Well at least there is one lesson learned. It is always a good idea to check the SG when you think the fermentation has finished. If it is above 1.000 you can generally say that fermentation has not finished properly. It is also a good idea to take the SG before you add things like wood chips and yeast at the beginning. (But in between those 2 readings I leave my wines well alone -- beginners tend to think that they should be doing things to their wine every day! -- they, the wines, largely prefer to be left alone to get on with it). I find that most of my wines ferment out down to about 0.994 -- 0.990 -- but I do leave them to the bitter end when absolute no gas is passing through the fermentation lock
- The fermentation may just have slowed a great deal due to low temperatures -- in which case a warming will start it up again, either with artificial heating like fermentation bin belts/pads, or as spring gets under way and the ambient temperature rises. If you have bottled your wine in this condition then you are like to lose some corks ( or if you are using screw caps you may have the odd explosion and an irate wife!).
- It may have become "stuck" which happens sometimes when the yeast is overcome by too much sugar. This would normally happen ( I am not sure how to define normally!) with an SG which is appreciably higher than 1.000 say
1.020 or even higher. What is needed in this case is to kick start the fermentation again. This is done by activating a yeast as a starter and feeding it slowly with say a 1/2 pint of must and when it gets going with that, add another 1/2 pint or so bit by bit. If you are trying to restart 6 US gals then it is a good idea to build up the fermentation in the "restarter" till you have a gallon. Then you just add that back to your original must and it will usually take off too!

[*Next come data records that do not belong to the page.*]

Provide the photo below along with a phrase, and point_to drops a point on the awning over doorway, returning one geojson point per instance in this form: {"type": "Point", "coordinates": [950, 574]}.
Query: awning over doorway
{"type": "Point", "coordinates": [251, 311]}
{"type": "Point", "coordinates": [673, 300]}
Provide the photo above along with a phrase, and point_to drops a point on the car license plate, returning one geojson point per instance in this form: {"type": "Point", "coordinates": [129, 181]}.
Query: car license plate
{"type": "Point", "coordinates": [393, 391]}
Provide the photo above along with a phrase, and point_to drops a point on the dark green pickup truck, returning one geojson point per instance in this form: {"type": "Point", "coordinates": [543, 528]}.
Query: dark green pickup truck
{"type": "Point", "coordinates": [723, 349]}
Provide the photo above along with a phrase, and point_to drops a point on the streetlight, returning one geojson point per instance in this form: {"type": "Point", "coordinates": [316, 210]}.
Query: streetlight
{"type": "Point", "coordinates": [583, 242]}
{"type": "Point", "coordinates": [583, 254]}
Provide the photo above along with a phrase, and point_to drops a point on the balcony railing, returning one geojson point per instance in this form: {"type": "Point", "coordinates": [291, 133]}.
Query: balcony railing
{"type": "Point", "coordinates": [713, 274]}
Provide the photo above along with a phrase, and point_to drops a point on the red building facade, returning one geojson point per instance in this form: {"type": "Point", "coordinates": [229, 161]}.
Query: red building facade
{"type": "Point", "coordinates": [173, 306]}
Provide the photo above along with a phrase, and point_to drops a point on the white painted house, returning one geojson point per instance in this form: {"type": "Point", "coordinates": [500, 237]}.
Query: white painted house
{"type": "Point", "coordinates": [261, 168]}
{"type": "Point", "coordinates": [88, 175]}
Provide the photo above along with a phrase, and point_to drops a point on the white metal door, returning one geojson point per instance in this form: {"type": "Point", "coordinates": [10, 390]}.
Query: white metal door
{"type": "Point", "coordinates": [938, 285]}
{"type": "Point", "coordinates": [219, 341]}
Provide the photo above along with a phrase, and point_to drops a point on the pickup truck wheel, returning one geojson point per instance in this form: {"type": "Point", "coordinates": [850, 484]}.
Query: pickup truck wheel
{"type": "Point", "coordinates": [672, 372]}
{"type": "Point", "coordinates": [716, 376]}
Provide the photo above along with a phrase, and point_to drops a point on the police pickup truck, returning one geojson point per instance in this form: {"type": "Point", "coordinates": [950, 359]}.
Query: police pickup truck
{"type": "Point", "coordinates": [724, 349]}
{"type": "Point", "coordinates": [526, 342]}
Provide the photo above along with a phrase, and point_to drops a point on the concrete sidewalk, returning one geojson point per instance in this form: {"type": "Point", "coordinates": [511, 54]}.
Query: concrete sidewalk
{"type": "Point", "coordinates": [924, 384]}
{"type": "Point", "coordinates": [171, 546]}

3 With regard to your "stabilisation". If you have added Potassium Sorbate to your wine during the stabilisation then you will probably not be able to restart it again. I say this because a lot of kit wines ( especially the less expensive ones) combine both Metabisulphite and Sorbate in their "Stabilisation packages". Sorbate prevents the yeast from reproducing (a sort of chemical condom!)
4.Assuming that this is not the case then you can restart the wine that has not been bottled -- do take the SG and it might give us a better idea of the problem.
5 You can also unbottle the batch you have already bottled and try a restart. But you are putting the wine at risk especially if the SG is quite low. You are exposing your wine to a lot of air again as you empty the bottles and also the amount of CO2 left in that wine will be minimal. Again if you had taken the SG it would be easier to advise. My feeling is that if it only has a small amount of residual sugar left and the alcohol content is perhaps as high as 8%, then leave it and use the wine as a summer "spritzer" or the basis for a summer punch.